Sometimes when I’m working as a tester on an agile project that is using story cards and I come across a bug, a response from the developers is something like this: “That’s not in the story.”, or: “That case wasn’t stated in the story, so we didn’t write code to cover that.”

I’ve heard this line of reasoning before on non-agile projects, and I used to think it sounded like an excuse. The response then to a bug report was: ‘That wasn’t in the specification.” As a tester, my thought is that the specification might be wrong. Maybe we missed a specification. Maybe it’s a fault of omission.

However, when I talk to developers, or wear the developer hat myself, I can see their point. It’s frustrating to put a lot of effort into developing something and have the specification change, particularly when you feel like you’re almost finished. Maybe to the developer, as a tester I’m coming across as the annoying manager type who constantly comes up with half-baked ideas that fuel scope creep.

But as a software tester, I get nervous when people point to documents as the final say. As Brian Marick points out, expressing documentation in a written form is often a poor representation of the tacit knowledge of an expert. Part of what I do as a tester is to look for things that might be missing. Automated tests cannot catch something that is missing in the first place.

I found a newsletter entry talking about “implied specifications” on Michael Bolton’s site that underscores this. On an agile project, replace “specification” with “story” and this point is very appropriate:

…So when I’m testing, even if I have a written specification, I’m also dealing with what James Bach has called “implied specifications” and what other people sometimes call “reasonable expectations”. Those expectations inform the work of any tester. As a real tester in the real world, sometimes the things I know and the program are all I have to work with.

(This was excerpted from the “How to Break Software” book review section of the January 2004 DevelopSense Newsletter, Volume 1, Number 1)

So where do we draw the line? When are testers causing “scope creep”, and when are they providing valuable feedback to the developers? One way to deal with the issue is to realize that feedback for developers is effective when given quickly. If feedback can be given earlier on, the testers and developers can collaborate to deal with these issues. The later the feedback occurs, the more potential there is for the developer to feel that someone is springing the dreaded scope creep on them. But if testers bring these things up, and sometimes it’s annoying, why work with them at all?

Testers often work in areas of uncertainty. In many cases that’s where the showstopper bugs live. Testers think about testing on projects all the time, and have a unique perspective, a toolkit of testing techniques, and a catalog of “reasonable expectations”. Good testers have developed the skill of realizing what implied specs or reasonable expectations are to a high level. They can often help articulate something that is missing on a project that developers or customers may not be able to commit to paper.

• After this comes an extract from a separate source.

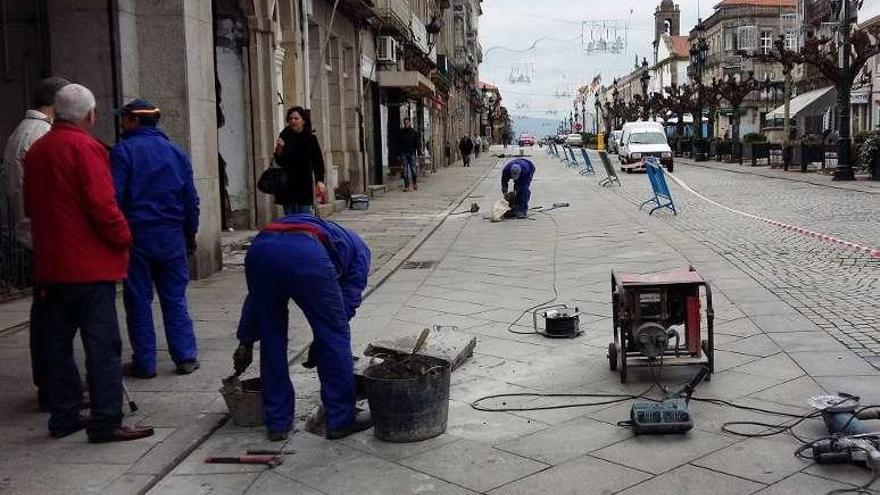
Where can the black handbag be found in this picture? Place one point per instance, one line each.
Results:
(274, 181)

When testers find bugs that may not seem important to developers (and sometimes to the customer), we need to be careful not to dismiss them as not worth fixing. As a developer, make sure your testers have demonstrated through serious inquiry into the application that this bug isn’t worth fixing. It might simply be a symptom of a larger issue in the project. The bug on its own might seem trivial to the customer and the developer may not feel it’s worth spending the time fixing. Maybe they are right, but a tester knows that bugs tend to cluster, can investigate whether this bug is a corner case, or a symptom of a larger issue that needs to be discovered and addressed. Faults of omission at some level are often to blame for particularly nasty or “unrepeatable” bugs. If it does turn out to be a corner case that isn’t worth fixing, the work of the tester can help build confidence in the developer’s and customer’s decision to not fix it.

*With thanks to John Kordyback for his review and comments.